Politico spiega perché la CNN e’ arrivata al suio punto più basso d’ascolto medio negli ultimi 21 anni ( 446mila nel primetime, 319mila nel daytime ). Non e’ una gran notizia. Anche su questo blog ho detto spesso che CNN e’ finita stritolata dalla polarizzazione delle altre due organizzazioni cable news , Fox News e MSNBC. La novità semmai e’ che anche queste hanno perso ascolto negli ultimi tempi e io avrei titolato su questo, più che sulla CNN. E’ la televisione delle breaking news in crisi quando non accadono disgrazie,ecc e quando la lavatrice della politica non e’ nel suo ciclo finale di lavaggio, come accadrà da settembre a novembre. Come dice Politico, comunque, il profitto generato dalla CNN ha raggiunto quest’anno il suo record di 600milioni grazie alla rete internazionale di distribuzione, agli alberghi, agli aeroporti,ecc
La crisi di identità ha piegato CNN ad una vana deriva gossippara senza dare risultati. In molte ore della giornata sembra di guardare un giornale popolare che, poverino, prova ad esser tale arrancando. La perdita’ di autorevolezza, specialità non sono state compensate da un allargamento dell’audience che ha già le sue mangiatoie in cui e’ abituato a cibarsi. Ricordo quando sfottevamo il buon Larry King che metteva a suo agio tutti i suoi ospiti e ora ci tocca sorbirci l’inglese Piers Morgan, meglio noto come giudice di reality shows.

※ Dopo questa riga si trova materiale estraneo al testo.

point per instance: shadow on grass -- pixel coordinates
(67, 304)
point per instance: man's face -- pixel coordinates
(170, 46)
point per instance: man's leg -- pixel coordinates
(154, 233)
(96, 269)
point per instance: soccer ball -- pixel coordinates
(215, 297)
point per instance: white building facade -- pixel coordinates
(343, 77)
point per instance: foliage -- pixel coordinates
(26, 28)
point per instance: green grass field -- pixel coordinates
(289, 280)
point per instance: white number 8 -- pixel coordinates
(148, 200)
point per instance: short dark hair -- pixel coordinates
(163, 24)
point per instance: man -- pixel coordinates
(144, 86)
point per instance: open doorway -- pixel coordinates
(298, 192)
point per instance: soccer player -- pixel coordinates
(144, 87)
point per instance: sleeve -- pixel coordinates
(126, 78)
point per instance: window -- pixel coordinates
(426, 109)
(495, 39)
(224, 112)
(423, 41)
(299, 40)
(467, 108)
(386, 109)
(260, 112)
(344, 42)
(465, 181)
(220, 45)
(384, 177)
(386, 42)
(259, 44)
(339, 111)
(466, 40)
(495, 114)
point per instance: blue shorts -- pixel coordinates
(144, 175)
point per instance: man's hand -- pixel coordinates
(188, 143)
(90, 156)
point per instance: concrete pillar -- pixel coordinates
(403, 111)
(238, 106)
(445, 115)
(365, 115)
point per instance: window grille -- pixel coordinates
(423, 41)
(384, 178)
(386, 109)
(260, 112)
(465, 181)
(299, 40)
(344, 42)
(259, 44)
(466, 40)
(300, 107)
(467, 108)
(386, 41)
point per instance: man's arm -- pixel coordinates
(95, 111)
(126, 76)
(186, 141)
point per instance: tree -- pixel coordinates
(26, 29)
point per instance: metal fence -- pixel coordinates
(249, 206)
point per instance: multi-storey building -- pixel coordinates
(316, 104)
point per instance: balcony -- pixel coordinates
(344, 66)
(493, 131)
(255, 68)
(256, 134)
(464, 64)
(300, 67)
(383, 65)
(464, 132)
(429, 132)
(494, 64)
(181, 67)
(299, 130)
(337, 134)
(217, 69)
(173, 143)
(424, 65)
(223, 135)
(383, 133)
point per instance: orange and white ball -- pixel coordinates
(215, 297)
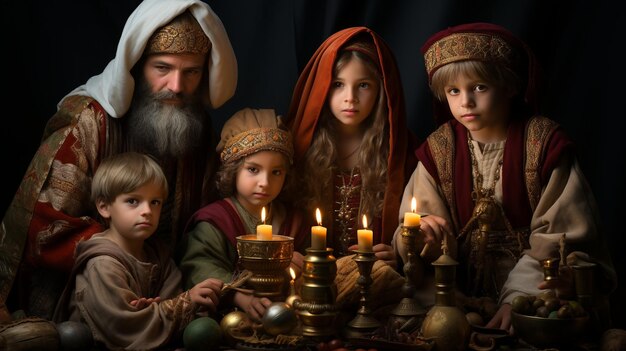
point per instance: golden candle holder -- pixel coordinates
(550, 269)
(316, 308)
(364, 324)
(409, 307)
(267, 260)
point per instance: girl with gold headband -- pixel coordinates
(256, 154)
(353, 150)
(499, 181)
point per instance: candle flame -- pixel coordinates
(318, 216)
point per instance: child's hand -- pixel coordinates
(434, 228)
(206, 293)
(253, 306)
(144, 302)
(564, 286)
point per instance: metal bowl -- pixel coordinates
(265, 256)
(548, 332)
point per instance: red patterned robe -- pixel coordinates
(52, 211)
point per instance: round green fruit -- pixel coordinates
(202, 333)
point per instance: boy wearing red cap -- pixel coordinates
(499, 181)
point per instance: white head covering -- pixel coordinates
(114, 87)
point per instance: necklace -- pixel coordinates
(480, 191)
(347, 210)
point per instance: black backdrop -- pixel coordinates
(51, 47)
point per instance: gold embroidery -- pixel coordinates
(538, 131)
(251, 141)
(346, 214)
(468, 46)
(182, 35)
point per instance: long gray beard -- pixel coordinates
(164, 130)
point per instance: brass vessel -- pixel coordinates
(409, 308)
(316, 308)
(445, 322)
(267, 260)
(363, 324)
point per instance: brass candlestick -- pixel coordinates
(550, 269)
(267, 260)
(363, 323)
(409, 307)
(316, 308)
(445, 322)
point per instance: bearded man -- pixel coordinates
(174, 61)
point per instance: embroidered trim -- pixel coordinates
(441, 143)
(538, 133)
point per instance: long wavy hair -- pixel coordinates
(316, 170)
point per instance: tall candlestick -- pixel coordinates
(263, 231)
(318, 233)
(412, 219)
(365, 237)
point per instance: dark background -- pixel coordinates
(51, 47)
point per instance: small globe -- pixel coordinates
(236, 325)
(202, 333)
(279, 318)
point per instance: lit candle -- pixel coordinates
(318, 233)
(263, 231)
(292, 287)
(292, 298)
(412, 219)
(365, 237)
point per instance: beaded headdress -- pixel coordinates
(456, 47)
(182, 35)
(252, 130)
(486, 42)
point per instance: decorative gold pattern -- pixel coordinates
(251, 141)
(347, 212)
(182, 35)
(538, 131)
(467, 46)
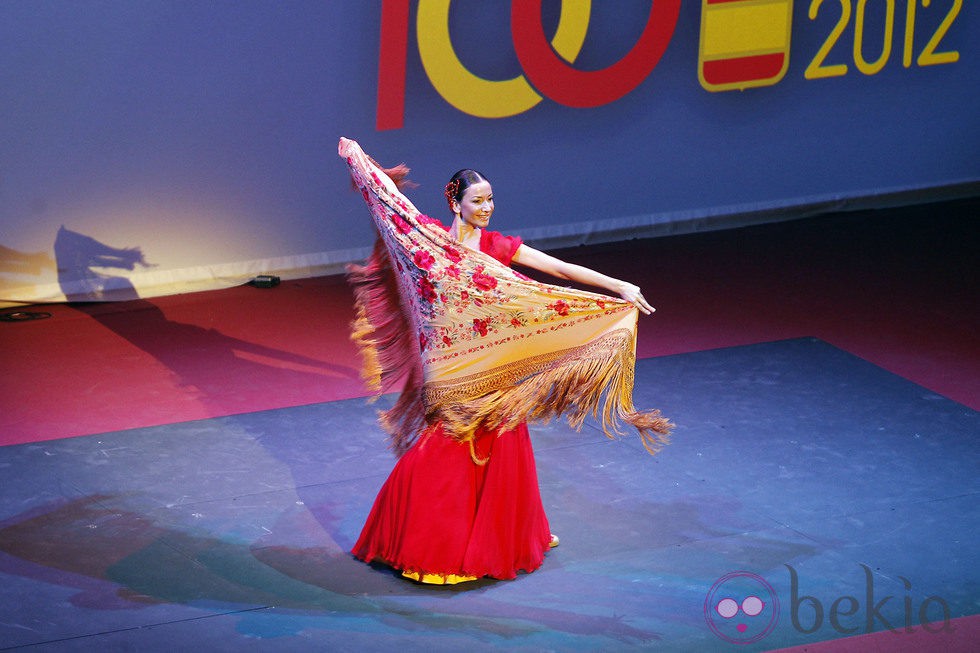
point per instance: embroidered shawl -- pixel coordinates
(475, 343)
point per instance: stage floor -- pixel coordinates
(840, 494)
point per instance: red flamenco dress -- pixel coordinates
(442, 517)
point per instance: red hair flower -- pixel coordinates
(426, 290)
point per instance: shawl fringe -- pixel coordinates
(381, 330)
(578, 383)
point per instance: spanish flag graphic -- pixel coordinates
(744, 43)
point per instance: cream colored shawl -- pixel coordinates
(476, 343)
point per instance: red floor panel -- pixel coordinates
(896, 287)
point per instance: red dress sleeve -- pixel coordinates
(501, 247)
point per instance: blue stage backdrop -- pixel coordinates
(164, 146)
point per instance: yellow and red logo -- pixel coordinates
(744, 43)
(547, 64)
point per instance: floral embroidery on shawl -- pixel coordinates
(477, 343)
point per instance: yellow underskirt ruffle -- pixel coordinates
(437, 579)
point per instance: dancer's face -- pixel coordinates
(476, 207)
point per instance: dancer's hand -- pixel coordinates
(632, 294)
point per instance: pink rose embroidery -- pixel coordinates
(483, 281)
(402, 226)
(423, 259)
(426, 290)
(560, 307)
(452, 253)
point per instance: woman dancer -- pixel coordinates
(462, 502)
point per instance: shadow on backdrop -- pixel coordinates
(79, 255)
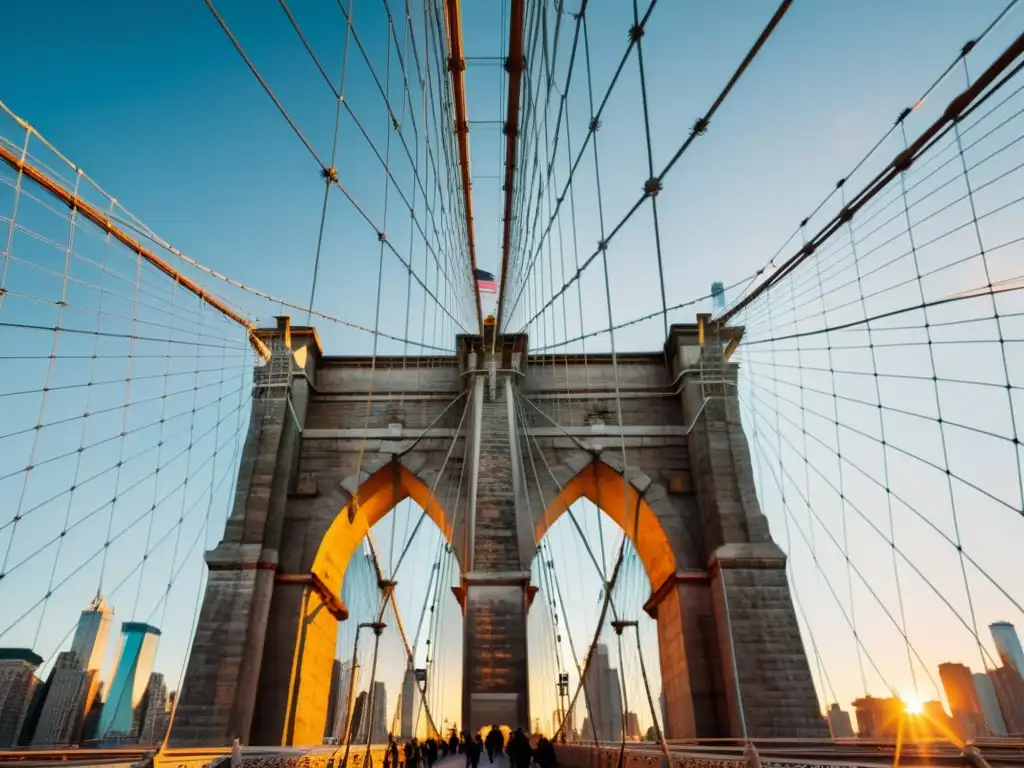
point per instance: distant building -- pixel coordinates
(120, 718)
(378, 721)
(839, 722)
(332, 699)
(342, 706)
(156, 716)
(1008, 645)
(964, 705)
(935, 723)
(407, 727)
(632, 726)
(17, 685)
(989, 704)
(90, 726)
(603, 697)
(878, 718)
(358, 726)
(72, 686)
(32, 716)
(556, 721)
(1010, 693)
(89, 643)
(70, 694)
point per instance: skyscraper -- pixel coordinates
(154, 713)
(17, 683)
(839, 722)
(964, 705)
(556, 720)
(343, 706)
(1010, 692)
(409, 691)
(1008, 645)
(89, 642)
(604, 698)
(70, 694)
(632, 726)
(378, 720)
(131, 677)
(358, 727)
(332, 699)
(989, 704)
(74, 681)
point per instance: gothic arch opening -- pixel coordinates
(303, 671)
(373, 500)
(604, 505)
(619, 499)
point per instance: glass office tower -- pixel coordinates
(131, 676)
(1008, 645)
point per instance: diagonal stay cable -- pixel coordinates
(698, 129)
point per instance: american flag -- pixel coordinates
(485, 282)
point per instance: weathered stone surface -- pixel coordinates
(729, 643)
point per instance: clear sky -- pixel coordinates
(154, 102)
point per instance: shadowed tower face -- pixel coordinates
(731, 656)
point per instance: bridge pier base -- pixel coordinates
(691, 667)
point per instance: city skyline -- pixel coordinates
(203, 112)
(68, 706)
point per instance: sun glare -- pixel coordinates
(913, 706)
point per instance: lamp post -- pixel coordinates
(378, 628)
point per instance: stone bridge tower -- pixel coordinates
(529, 435)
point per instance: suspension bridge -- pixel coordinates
(473, 452)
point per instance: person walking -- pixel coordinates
(519, 750)
(474, 749)
(495, 742)
(544, 756)
(391, 753)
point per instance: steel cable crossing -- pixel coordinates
(812, 329)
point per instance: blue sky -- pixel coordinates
(155, 103)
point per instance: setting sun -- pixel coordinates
(913, 706)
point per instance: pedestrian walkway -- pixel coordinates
(459, 761)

La strada dovrebbe essere quella disegnata da Sorkin in The Newsroom. Se si danno le notizie in mano a tronisti, bellone e bellini alla lunga si va a sbattere il muso contro quelli che questa roba la sanno fare meglio. Sarebbe il caso di riprendere a fare giornalismo investigativo ( o semplicemente a dire le cose come stanno ) senza distillare informazione con il bilancino, in attesa del prossimo uragano. Facile a dirsi. E cosi’ eccoci a srotolare ore ed ore della storia di John Edwards e della sua amante che adesso ci ha scritto su un libro. Cose che dovrebbero essere fatti loro. Se la CNN fosse ancora la CNN degli anni 80.